Aşağıdaki belirtiler ve şikayetleriniz varsa bir İç Hastalıkları uzmanıyla görüşmeniz gereklidir. Bu belirtiler ve şikayetler anne ve baba tarafından çocuklarında fark edilebilir.
Bunlar:
- Dönem dönem görülen dudak, yüz, eller ve ayaklarda şişme durumları. Bu şikayete sahip kişiler mutlaka anafilaksi, alerjik reaksiyonlar ve herediter anjioödem açısından değerlendirilmelidir.
- Şiddetli nefes darlığı, hırıltılı solunum ve boğuk ve değişmiş bir ses gibi şikayetleri olan kişiler anjioödeme bağlı olarak bir atak döneminde olabilirler.
- Şiddetli karın ağrısı, kusma ve mide bulantısına sahip kişilerin herediter anjioödem açısından değerlendirilmesi gerekir. Bu belirtilere sahip kişilerin ellerinde, ayaklarında veya yüzünde de şişme varsa mutlaka bir doktora gidilmesi gerekir. Sadece karın ağrısı ve kusma gibi şikayetleri olan kişilerin herediter anjioödem açısından değerlendirilmesi doktorlar tarafından es geçilebilir. Ancak bu şikayetlere ek olarak gözle görülür ödem de meydana geldiğinde mutlaka değerlendirme gerekir.

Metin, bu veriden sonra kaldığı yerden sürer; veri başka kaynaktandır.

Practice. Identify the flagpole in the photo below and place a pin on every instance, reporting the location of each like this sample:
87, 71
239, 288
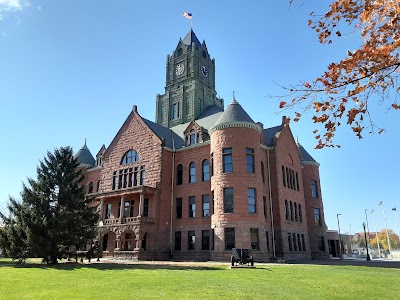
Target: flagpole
387, 233
376, 232
397, 220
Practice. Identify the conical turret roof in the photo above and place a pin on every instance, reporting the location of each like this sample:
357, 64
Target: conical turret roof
234, 112
85, 157
305, 157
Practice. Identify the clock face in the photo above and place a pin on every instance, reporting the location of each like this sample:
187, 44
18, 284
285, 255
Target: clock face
204, 71
179, 69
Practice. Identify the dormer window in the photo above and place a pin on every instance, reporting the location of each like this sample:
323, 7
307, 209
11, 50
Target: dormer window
129, 157
193, 137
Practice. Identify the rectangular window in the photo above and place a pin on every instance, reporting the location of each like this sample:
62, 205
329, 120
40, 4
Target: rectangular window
205, 240
191, 240
127, 209
255, 245
249, 160
142, 175
120, 179
108, 210
265, 206
212, 204
314, 189
227, 160
321, 243
298, 241
135, 172
192, 207
130, 177
146, 207
179, 208
283, 176
317, 217
175, 111
228, 200
114, 180
229, 238
206, 205
178, 240
251, 200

Herediter anjioödem ile İlgili Sıkça Sorulan Sorular
Herediter Anjioödem Hastalığı Geçici Mi?
Herediter anjioödem hastalığı tamamen iyileşen bir hastalık değildir. Yani bu hastalık geçici değildir. Bu hastalık C1 esteraz inhibitörü adı verilen proteinin üretiminde bir problem veya işlevindeki bir problem sebebiyle oluştuğu için kalıcı bir hastalıktır. Hastalığın tedavisinde kullanılan ilaçlar ve yöntemler genellikle hastalığa bağlı olarak gelişen atakları önlemeye veya azaltmaya yöneliktir.
Herediter Anjioödem Hastalığı Genetik Midir?
Herediter anjioödem genetik olarak aileden çocuğa geçebilen bir hastalıktır. Hastalığın ismindeki herediter zaten genetik geçişi ifade etmek için kullanılan latince bir kelimedir. Bu hastalık genetik olarak aktarılsa dahi bazı lenf kanserleri ve kan kanserleri sebebiyle kazanılmış yani akkiz anjioödem olarak da meydana gelebilmektedir.